Orwell: 1984 y la extinción de la palabra

En 1984, George Orwell anticipó cómo seríamos vigilados y sometidos por las pantallas, que dificultan el pensamiento propio y, con ello, la libertad. Con la uniformidad reinante, el sistema que nos rige no solo ejerce control sobre nuestro presente, sino también sobre el pasado y el futuro.

La conciencia sobre este condicionamiento tampoco llega, ya que, como destacó Orwell, las pantallas también sirven como medio de distracción a través del entretenimiento, contribuyendo al empobrecimiento del lenguaje que empleamos día a día. Al destruir palabras, el Partido en la obra lograba limitar el alcance del pensamiento.

La estrechez mental es lo que más afecta a Winston, el personaje principal de la obra. Para romper con este enajenante proceder, intenta entregarse al instinto, al caos, al desorden, única fuerza capaz de destruir al Partido, pues, desde el punto de vista de su clase social, toda revolución o cambio histórico no ha significado más que un cambio en el nombre de sus amos.
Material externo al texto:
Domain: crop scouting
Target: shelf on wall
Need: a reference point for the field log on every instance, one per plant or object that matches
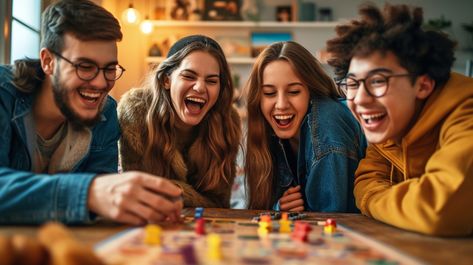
(230, 60)
(245, 24)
Sin embargo, Winston no logra avanzar mucho en sus aspiraciones, ya que sus intenciones son prontamente descubiertas. A través de una serie de torturas y vejaciones, el Partido busca que Winston se humille, pierda carácter y voluntad, y vuelva a la cordura irreflexiva que propone el sistema y al amor incondicional por el Gran Hermano. Al exponerlo a sus peores temores, el Partido logra doblegar la voluntad de Winston, parte esencial de la castigo-terapia que busca hacer prevalecer el poder, no como un medio, sino como un fin en sí mismo.

A partir de entonces, lo máximo a lo que pueden aspirar los ciudadanos es a formar parte del poder, pero para ello deben dejar de valorarse como individuos, ya que el ser humano libre, solo y autónomo, siempre será derrotado por la masa. De ahí el lema “La libertad es la esclavitud”. Si el sujeto se somete plenamente, escapando de su propia identidad, podrá fundirse con el Partido, volviéndose así todopoderoso e inmortal.

Es mucho más fácil, como decía Kant, someterse al juicio ajeno, ya sea por pereza o cobardía. Sobre todo hoy, cuando las pantallas dominan tanto el espacio público como el privado, y somos constantemente bombardeados con información, sin un mayor derecho a réplica o participación efectiva. A la luz de un panóptico global, todos quieren formar parte del espectáculo que la sociedad articula, uno que está marcado más por la imagen que por la palabra, la cual, tal como en 1984, parece estar en peligro de extinción.